I was just wondering about this today. I know that language does change over time, but what about the colloquialisms and/or general style of an 'era', make it so 'cool'?
For example I've been reading quite a lot of Victorian books and while the language is still 'English' at its core there are certain aspects of the language, the words, the mechanics that cannot be re-duplicated and are just characteristic of the era. Moreover, I've found that (this isn't based on any hard data, purely anecdotal) the style they cultivated in the 19th century has been very influential and has extended far into the future as well. 'Good/Pompous/Scholarly writing' in the modern era, almost always harks back to the lingo and mannerisms of the Victorian age. While it is possible to be skillful and articulate in any English dialect, most people have stereotyped Victorian style prose a la Arthur Conan Doyle, HG Wells as being what constitutes stellar writing. And this sentiment isn't just confined to England, but has rather bled into the entire English-speaking world.

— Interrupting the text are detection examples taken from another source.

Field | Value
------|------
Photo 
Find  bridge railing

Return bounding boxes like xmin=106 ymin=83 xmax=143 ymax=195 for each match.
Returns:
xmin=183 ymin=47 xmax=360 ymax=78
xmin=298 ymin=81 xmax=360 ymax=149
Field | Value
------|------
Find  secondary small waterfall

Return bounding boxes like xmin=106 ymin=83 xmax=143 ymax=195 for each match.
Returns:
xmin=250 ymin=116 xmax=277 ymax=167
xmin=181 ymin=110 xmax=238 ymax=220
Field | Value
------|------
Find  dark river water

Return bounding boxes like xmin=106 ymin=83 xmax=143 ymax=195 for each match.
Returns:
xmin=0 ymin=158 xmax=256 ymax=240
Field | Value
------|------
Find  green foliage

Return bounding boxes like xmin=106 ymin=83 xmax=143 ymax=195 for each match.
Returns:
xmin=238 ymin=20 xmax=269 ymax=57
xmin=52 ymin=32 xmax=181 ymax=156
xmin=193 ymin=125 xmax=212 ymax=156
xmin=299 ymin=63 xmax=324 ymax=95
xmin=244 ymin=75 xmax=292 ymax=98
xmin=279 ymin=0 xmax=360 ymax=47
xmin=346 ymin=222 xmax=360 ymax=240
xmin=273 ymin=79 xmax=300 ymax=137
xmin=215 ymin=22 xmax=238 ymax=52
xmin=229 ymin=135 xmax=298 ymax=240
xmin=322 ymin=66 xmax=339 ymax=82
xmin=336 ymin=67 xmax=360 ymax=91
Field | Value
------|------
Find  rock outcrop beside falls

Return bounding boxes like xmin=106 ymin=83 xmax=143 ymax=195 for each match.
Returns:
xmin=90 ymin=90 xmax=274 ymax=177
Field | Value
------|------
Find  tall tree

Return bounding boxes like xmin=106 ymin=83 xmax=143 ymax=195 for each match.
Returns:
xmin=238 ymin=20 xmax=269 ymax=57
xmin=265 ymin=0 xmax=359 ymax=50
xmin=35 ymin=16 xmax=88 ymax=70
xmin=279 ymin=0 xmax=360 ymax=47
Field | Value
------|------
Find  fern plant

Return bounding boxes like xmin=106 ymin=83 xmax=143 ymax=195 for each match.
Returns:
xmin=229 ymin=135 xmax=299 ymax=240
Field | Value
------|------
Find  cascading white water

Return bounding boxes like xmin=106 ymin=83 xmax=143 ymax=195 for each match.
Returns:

So in a sense we've fetishized the era. I'm pretty sure if you went back in time, none of what we've stereotyped to be 'good form' was that special to the Victorians. Also, I'm pretty sure that the Victorians themselves had an inferiority complex of their own since I believe it was them who dug Shakespeare out of the dusty annals history and made him a big deal again. To them I bet they considered their own literature to be piss poor and renaissance literature to be the absolute pinnacle that the English language could hope to reach.
Why is this? Why do we cast our eyes backwards instead of infront? Why do we use large dictionaries to keep the terms of a by-gone era fresh in a newer generation's mind? Why not do away with dictionaries, respecting grammatical rules and/or following precedent altogether so that we can refashion the language, however we see fit, at our own discretion? This would in a sense allow us to masters of our own fates. I sometimes feel that we the newer generation get tyrannized by our past When later generations look at early 21st century English literature, what's going to stand out to them? Are we not merely following precedent? Copying our predecessors?
Does anybody have any thoughts and/or insight on this? It's really quite fascinating.